Scientific computing involves large-scale simulations to represent real-world phenomena, like the evolution of cities and their traffic patterns. With improvements in computing capabilities and more efficient algorithms, results can be more accurately simulated to represent real-world conditions. Models allow for accurate forecasts over longer prediction periods. Predictions are typically affected by uncertainties in input data and model parameters, and by incomplete knowledge of underlying behaviors ( 1 ). Models (and the systems they represent) are often explicitly stochastic ( 2 ), with random components being generated and used throughout the predictive process. It is very important for system design optimization and policy-making to capture and represent this uncertainty information appropriately in model results. Much work has been done in land-use forecasting (3–5).
Few studies have begun to examine uncertainty propagation in the context of the integrated land-use transportation modeling framework because of the required integration of metropolitan and statewide transportation plans with land-use plans by the Intermodal Surface Transportation Efficiency Act (ISTEA) of 1991 ( 6 ).
Obviously, one must first identify sources of uncertainty ( 7 , 8 ), to carry out a probabilistic analysis of a system. Pradhan and Kockelman ( 3 ) reviewed the literature on the sources of uncertainty in land-use transportation models. Later, Sevcikova et al. ( 9 ) reviewed the key sources of uncertainty for UrbanSim land-use modeling outputs.
Uncertainty quantification is the process of representing imperfectly known or understood inputs and parameters, propagating this variability through the model system and then characterizing the uncertainty in the model’s results. The outcome usually comes with attached “error bars” to indicate uncertainty ranges. Generally, the uncertainty is usually represented by interval mathematics ( 10 ), fuzzy theory ( 11 ), and probabilistic analysis ( 8 ). In the probabilistic analysis approach, uncertainties described by probability distributions are associated with model inputs to estimate the outputs’ probability distributions by using UrbanSim ( 3 ). However, the methods to research uncertainty propagation in the integrated land-use transportation modeling framework still attract attentions.
This work demonstrates and compares methods for uncertainty propagation in complex transportation and land-use models (LUMs). The following sections provide a literature review, introduction and two test examples for uncertainty propagation in transportation and LUMs, along with a summary of findings.
Literature Review
Many researchers have examined different methods for anticipating and understanding output uncertainties. This paper introduces three methods for forecasting uncertainty in land-use and transportation model outputs: Local Sensitivity Analysis with Interaction (LSAI), Monte Carlo (MC) method, and Bayesian Melding (BM) method.

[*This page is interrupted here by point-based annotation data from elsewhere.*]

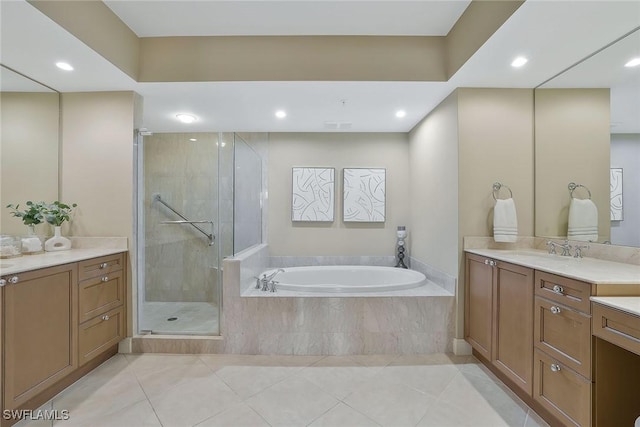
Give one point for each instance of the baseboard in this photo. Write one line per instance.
(461, 347)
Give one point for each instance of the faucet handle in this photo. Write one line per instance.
(579, 249)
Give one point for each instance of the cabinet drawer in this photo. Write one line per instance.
(569, 292)
(96, 267)
(561, 391)
(564, 334)
(100, 294)
(99, 334)
(617, 327)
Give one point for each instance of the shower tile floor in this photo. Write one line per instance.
(191, 318)
(441, 390)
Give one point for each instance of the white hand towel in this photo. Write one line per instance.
(583, 220)
(505, 221)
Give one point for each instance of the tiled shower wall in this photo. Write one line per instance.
(180, 265)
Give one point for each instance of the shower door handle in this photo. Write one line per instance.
(187, 222)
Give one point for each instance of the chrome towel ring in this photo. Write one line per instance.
(573, 186)
(497, 186)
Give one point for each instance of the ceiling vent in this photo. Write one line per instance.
(337, 125)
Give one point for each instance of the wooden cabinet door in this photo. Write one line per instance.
(40, 330)
(513, 324)
(479, 304)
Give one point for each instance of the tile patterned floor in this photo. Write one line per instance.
(192, 318)
(317, 391)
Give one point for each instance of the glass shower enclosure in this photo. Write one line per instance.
(199, 200)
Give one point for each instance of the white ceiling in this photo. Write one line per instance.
(553, 34)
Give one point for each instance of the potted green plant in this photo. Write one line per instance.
(56, 214)
(31, 216)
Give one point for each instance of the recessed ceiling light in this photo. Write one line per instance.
(633, 63)
(519, 61)
(186, 118)
(64, 66)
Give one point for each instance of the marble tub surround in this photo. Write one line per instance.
(328, 325)
(445, 281)
(621, 254)
(50, 259)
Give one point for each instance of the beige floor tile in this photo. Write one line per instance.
(161, 380)
(443, 414)
(249, 380)
(339, 381)
(390, 404)
(39, 417)
(292, 402)
(343, 415)
(193, 401)
(430, 359)
(217, 361)
(431, 379)
(99, 395)
(484, 399)
(534, 420)
(240, 415)
(139, 414)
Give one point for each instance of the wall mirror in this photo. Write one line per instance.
(602, 79)
(30, 123)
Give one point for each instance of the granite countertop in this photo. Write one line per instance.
(629, 305)
(592, 270)
(82, 248)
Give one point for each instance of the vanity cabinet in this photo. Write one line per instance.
(58, 323)
(39, 331)
(101, 302)
(499, 316)
(562, 331)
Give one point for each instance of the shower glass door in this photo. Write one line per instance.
(178, 225)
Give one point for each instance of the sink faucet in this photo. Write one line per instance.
(268, 284)
(566, 247)
(579, 249)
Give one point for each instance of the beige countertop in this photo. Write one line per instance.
(82, 248)
(629, 305)
(592, 270)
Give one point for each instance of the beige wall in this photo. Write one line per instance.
(433, 170)
(496, 144)
(29, 154)
(337, 150)
(97, 162)
(572, 145)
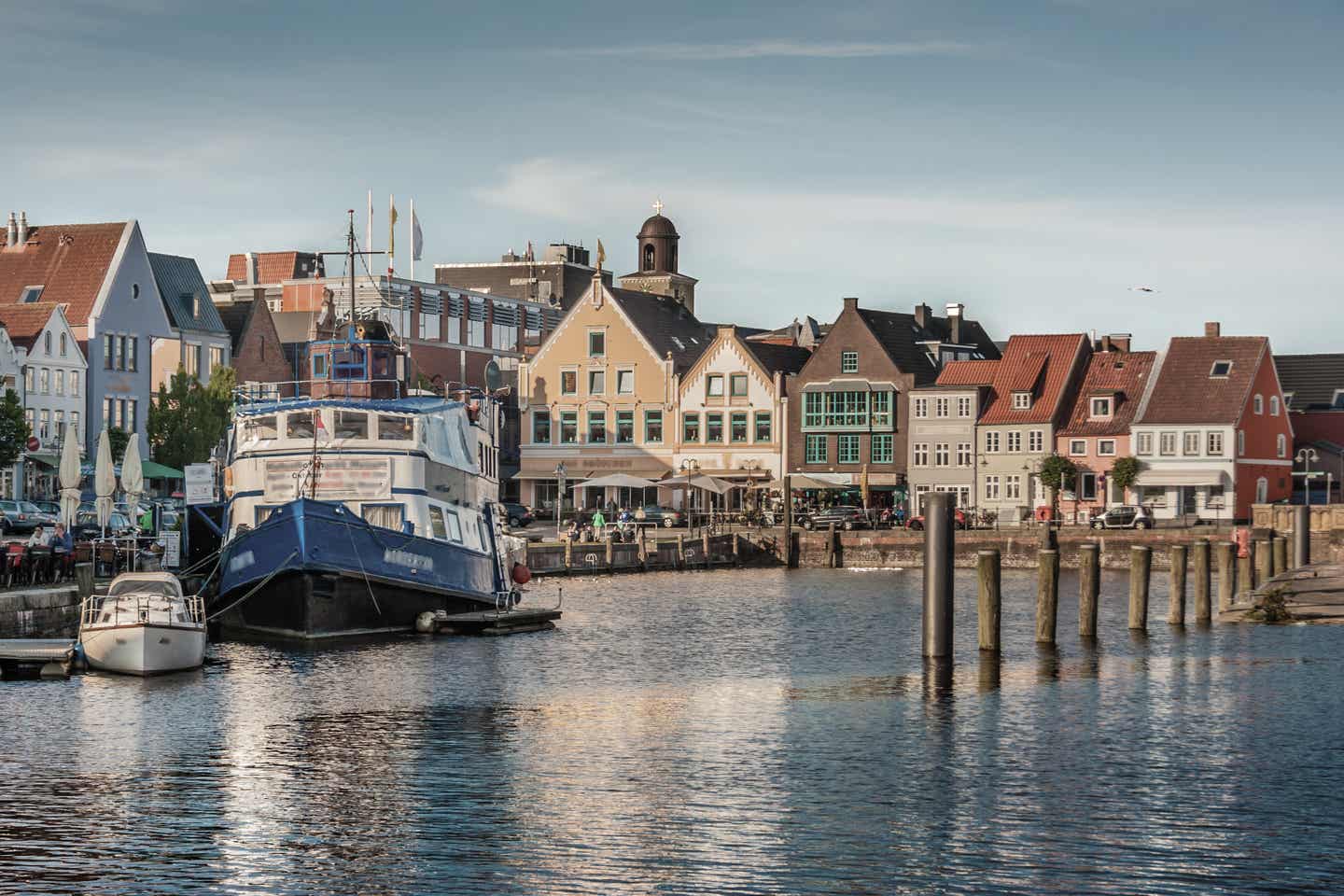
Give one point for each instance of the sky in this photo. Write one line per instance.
(1035, 160)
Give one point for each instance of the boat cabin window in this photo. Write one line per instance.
(262, 427)
(299, 425)
(351, 425)
(386, 514)
(396, 428)
(436, 525)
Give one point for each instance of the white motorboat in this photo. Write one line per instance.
(144, 624)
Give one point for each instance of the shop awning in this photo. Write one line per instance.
(1193, 476)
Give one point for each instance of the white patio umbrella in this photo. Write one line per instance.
(132, 477)
(104, 480)
(69, 477)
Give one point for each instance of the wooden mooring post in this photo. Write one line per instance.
(1047, 595)
(988, 569)
(1176, 590)
(1199, 560)
(1140, 569)
(1089, 587)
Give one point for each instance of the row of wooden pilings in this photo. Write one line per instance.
(1267, 558)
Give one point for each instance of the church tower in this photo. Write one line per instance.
(657, 257)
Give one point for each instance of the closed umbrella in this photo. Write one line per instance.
(132, 477)
(104, 480)
(69, 477)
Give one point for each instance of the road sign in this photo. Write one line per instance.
(199, 483)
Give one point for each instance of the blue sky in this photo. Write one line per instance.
(1034, 160)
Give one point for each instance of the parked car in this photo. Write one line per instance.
(1126, 516)
(519, 514)
(845, 516)
(959, 520)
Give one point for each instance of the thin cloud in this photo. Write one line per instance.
(779, 49)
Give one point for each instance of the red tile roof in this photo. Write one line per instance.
(1120, 373)
(1187, 394)
(69, 260)
(1044, 361)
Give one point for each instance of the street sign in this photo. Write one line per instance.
(199, 483)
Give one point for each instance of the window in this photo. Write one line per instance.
(351, 425)
(712, 428)
(540, 427)
(597, 427)
(882, 448)
(690, 427)
(815, 449)
(738, 427)
(763, 426)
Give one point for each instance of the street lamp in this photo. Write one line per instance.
(1305, 458)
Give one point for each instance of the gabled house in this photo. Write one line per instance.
(1214, 436)
(1097, 428)
(1029, 399)
(849, 403)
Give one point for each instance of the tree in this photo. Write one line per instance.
(14, 428)
(1057, 473)
(1124, 473)
(189, 419)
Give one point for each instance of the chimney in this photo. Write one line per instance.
(955, 314)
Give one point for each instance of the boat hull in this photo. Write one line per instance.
(315, 571)
(144, 649)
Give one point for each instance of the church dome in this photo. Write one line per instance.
(657, 226)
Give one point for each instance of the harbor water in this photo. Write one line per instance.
(724, 733)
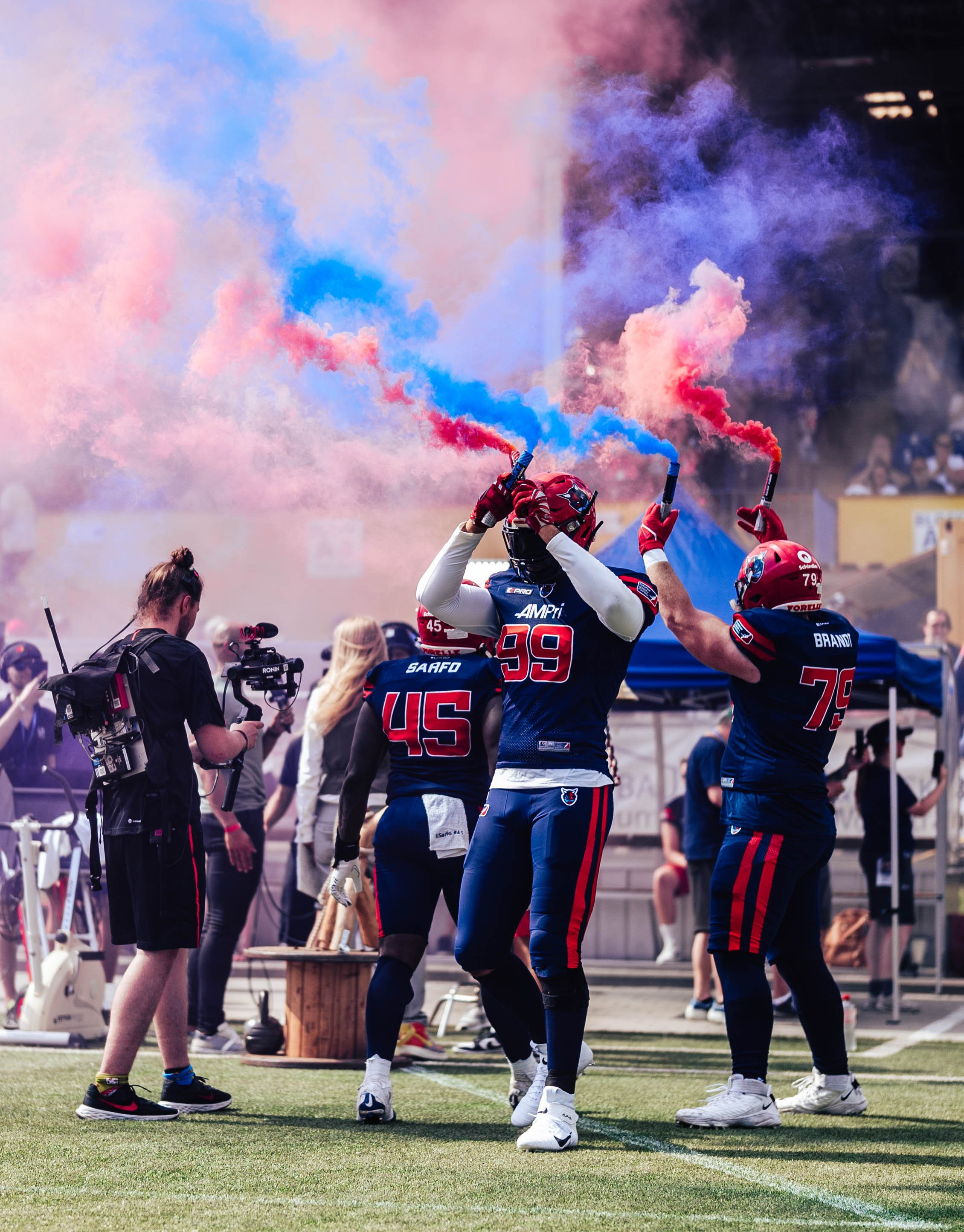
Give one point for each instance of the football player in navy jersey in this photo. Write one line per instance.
(791, 666)
(438, 715)
(566, 627)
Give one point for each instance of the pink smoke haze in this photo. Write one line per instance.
(671, 352)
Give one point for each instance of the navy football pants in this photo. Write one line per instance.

Two reasonably transparent transportation settings are then used to illustrate and review these methods.
LSAI
Sensitivity analysis is the study of how uncertainty in the output of a mathematical model or system (numerical or otherwise) can be apportioned to different sources of uncertainty in its inputs ( 12 ). There are many different ways of conducting sensitivity analyses; however, the various analyses may not produce identical results in answering these question. Thus, Hamby ( 13 ) summarized many available methods to conduct sensitivity analyses by presenting details of the types of sensitivity analyses utilized for various modeling situations. Hamby ( 14 ) compared the assessment of several methods and intended to demonstrate calculation rigor and parameter sensitivity rankings resulting from various sensitivity analysis techniques.

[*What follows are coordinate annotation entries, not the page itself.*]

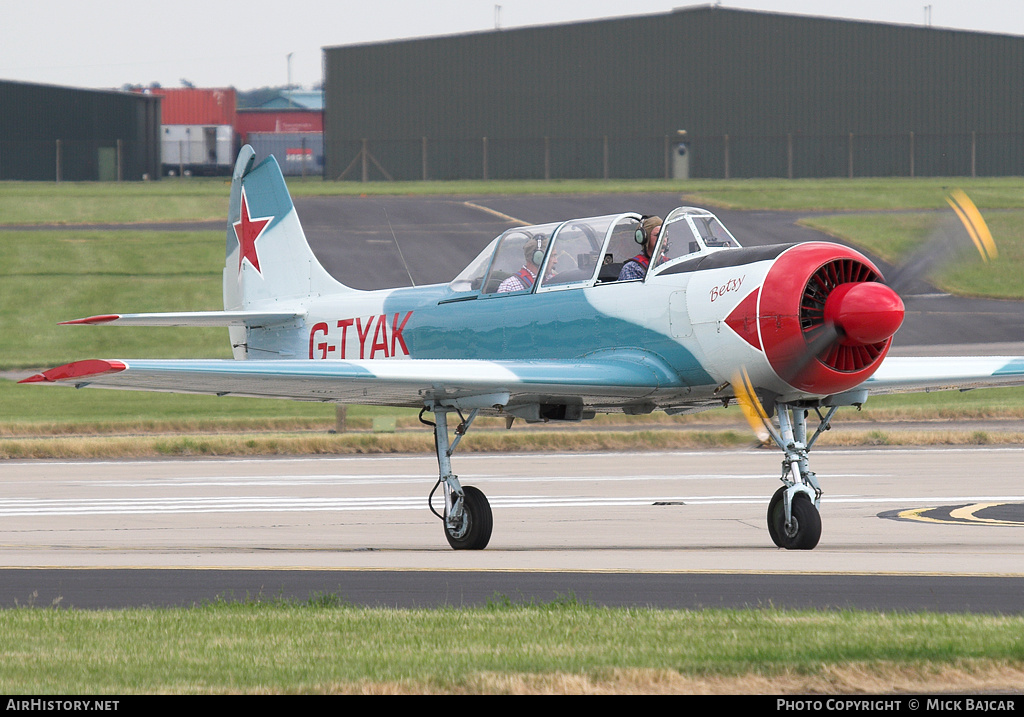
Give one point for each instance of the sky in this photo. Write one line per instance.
(107, 44)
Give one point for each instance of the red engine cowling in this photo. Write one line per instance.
(824, 319)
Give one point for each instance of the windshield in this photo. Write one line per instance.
(578, 251)
(688, 230)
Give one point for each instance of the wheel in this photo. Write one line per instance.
(474, 532)
(805, 530)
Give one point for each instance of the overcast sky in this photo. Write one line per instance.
(212, 43)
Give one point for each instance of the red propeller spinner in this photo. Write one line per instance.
(823, 318)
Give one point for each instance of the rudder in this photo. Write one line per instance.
(267, 257)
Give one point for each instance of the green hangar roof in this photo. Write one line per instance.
(760, 94)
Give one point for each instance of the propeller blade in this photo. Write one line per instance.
(943, 246)
(753, 409)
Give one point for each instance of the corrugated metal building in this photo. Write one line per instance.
(758, 94)
(62, 133)
(198, 133)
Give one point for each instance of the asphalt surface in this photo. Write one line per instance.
(376, 242)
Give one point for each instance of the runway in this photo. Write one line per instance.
(928, 529)
(670, 529)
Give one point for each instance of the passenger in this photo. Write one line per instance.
(526, 277)
(646, 237)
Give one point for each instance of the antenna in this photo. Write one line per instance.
(400, 255)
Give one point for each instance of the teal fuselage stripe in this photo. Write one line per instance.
(555, 325)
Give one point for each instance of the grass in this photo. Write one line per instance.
(327, 646)
(895, 237)
(565, 646)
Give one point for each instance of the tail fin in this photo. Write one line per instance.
(267, 256)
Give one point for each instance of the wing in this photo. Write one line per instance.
(609, 381)
(197, 319)
(905, 374)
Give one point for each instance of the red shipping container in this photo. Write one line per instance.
(279, 121)
(187, 106)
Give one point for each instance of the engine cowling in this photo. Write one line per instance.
(824, 319)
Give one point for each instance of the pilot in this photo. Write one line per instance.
(646, 237)
(526, 277)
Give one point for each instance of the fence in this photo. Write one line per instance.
(792, 156)
(78, 160)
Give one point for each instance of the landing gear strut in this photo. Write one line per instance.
(794, 520)
(467, 514)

Local sensitivity analysis is the assessment of the local impact of inputs’ variation on the model response by concentrating on the sensitivity in the vicinity of a set of input values. Such sensitivity is often evaluated through gradients or partial derivatives of the output functions at these inputs, so other inputs’ values are held constant when studying the local sensitivity of a specific input. Kockelman ( 15 ) ran a gravity-based land-use model (G-LUM) over three alternative scenarios, with total employment counts (EMP), household counts (HH) and link impedances or travel times (TT) increasing by 50%, utilizing each set individually.
To overcome the limitations of local methods, Saltelli et al. ( 12 ) used the global sensitivity analysis in contrast to local sensitivity analysis to consider the entire range of input variations.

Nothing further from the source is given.